For anyone peeking in at these who thinks my early choices might be inappropriate, I'll only say this. As a living, breathing active parent, I believe choices such as that are something to use reasonable discretion with. Many of the things I have in mind are things I discovered when I was in that age range myself, others are in the same maturity range.

I'm not a believer in "ages" in that sense. I think we all develop at our own pace and that one of the roles of being a parent is knowing your child and helping guide those choices appropriately. I don't think "turning" 13 makes you any more prepared to handle watching Red Dawn than you were when you were at 12 years, 364 days, so I plan never to offer an arbitrary date on which something can be read or viewed. I think offering that kind of arbitrary decision is irresponsible, ceding your parental responsibility to be continually aware of your child's development or making your own judgments.

So, for you, Conan, that's my promise. Not that I'll never tell you that you aren't ready for anything, but that will be a continuing discussion I'll work with you on, not just something I'll leave off to another arbitrary day.

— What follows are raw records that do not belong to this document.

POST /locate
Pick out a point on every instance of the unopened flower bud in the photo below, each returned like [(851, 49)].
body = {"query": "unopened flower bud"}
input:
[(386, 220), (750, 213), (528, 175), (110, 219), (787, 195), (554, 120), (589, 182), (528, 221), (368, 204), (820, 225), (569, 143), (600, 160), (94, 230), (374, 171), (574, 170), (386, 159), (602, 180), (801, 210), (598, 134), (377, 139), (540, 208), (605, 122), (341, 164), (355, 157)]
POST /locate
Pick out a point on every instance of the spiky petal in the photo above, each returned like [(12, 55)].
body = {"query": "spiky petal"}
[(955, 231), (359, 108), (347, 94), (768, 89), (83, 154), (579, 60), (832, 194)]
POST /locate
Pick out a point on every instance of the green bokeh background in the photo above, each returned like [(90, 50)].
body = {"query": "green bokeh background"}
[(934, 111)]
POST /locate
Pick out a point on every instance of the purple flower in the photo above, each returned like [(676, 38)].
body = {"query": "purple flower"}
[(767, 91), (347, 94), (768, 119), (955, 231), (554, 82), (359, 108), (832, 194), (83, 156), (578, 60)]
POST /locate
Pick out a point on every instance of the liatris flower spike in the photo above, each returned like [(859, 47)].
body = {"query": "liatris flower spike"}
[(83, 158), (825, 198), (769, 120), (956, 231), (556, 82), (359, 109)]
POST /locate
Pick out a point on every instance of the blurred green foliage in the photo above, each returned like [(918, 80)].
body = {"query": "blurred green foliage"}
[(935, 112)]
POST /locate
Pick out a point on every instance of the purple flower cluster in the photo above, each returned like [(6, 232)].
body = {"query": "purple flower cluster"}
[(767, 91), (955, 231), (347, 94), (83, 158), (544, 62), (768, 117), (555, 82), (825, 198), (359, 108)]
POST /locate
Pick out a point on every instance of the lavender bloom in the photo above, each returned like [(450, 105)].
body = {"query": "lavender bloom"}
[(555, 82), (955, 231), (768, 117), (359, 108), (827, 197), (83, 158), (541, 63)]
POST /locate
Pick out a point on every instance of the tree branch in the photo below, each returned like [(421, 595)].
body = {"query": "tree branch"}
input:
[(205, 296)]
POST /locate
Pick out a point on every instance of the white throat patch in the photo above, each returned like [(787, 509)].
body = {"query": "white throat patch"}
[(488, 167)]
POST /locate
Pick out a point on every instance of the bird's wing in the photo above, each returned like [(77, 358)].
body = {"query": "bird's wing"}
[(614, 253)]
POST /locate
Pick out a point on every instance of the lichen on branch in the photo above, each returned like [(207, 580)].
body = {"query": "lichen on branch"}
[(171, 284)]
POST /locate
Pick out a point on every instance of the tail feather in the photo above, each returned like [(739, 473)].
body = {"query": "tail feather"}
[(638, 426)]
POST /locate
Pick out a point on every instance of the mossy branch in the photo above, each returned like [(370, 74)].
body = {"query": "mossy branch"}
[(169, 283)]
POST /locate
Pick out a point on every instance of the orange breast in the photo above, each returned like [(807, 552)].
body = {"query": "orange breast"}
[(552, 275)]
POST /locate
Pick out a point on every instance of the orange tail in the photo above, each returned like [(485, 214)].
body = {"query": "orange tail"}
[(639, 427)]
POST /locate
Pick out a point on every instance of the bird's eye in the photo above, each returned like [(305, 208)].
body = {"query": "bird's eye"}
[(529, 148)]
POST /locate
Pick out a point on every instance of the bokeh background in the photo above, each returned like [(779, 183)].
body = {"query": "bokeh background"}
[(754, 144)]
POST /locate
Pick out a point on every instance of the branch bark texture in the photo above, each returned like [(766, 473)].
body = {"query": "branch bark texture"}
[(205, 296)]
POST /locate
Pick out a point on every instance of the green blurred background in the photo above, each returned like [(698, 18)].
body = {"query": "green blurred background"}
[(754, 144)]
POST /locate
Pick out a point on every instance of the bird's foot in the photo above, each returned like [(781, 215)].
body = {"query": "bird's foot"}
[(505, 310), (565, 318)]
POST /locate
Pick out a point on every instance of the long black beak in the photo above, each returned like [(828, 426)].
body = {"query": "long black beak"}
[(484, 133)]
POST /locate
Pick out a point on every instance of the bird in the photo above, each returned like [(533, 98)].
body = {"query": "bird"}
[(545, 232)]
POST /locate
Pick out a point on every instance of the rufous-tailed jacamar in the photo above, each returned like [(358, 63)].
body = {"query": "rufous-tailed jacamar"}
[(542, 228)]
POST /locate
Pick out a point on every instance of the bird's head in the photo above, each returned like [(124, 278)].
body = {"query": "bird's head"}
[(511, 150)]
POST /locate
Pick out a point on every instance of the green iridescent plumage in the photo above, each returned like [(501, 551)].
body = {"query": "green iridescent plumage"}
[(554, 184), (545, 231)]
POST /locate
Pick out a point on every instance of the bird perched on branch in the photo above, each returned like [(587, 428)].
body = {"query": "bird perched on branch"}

Assuming the happiest conclusion - and, of course, the one I'm planning for - and I'm around, all of these will be their own discussion between your mother and me about their appropriateness when their time comes, and if I'm not, it will, of course, be for your mother to decide whether your dad was a fool to imagine such material for one so young and you can blame me for being so foolish as to get your hopes up.

I look at you every day and see the most beautiful little person I've ever seen. I hope to spend a long time into the future. I can't tell you how much I hope that if you ever do find this, you'll be coming to me and laughing at what a sentimental old fool your dad was.

And maybe by then I'll even have to be reminded what you're talking about.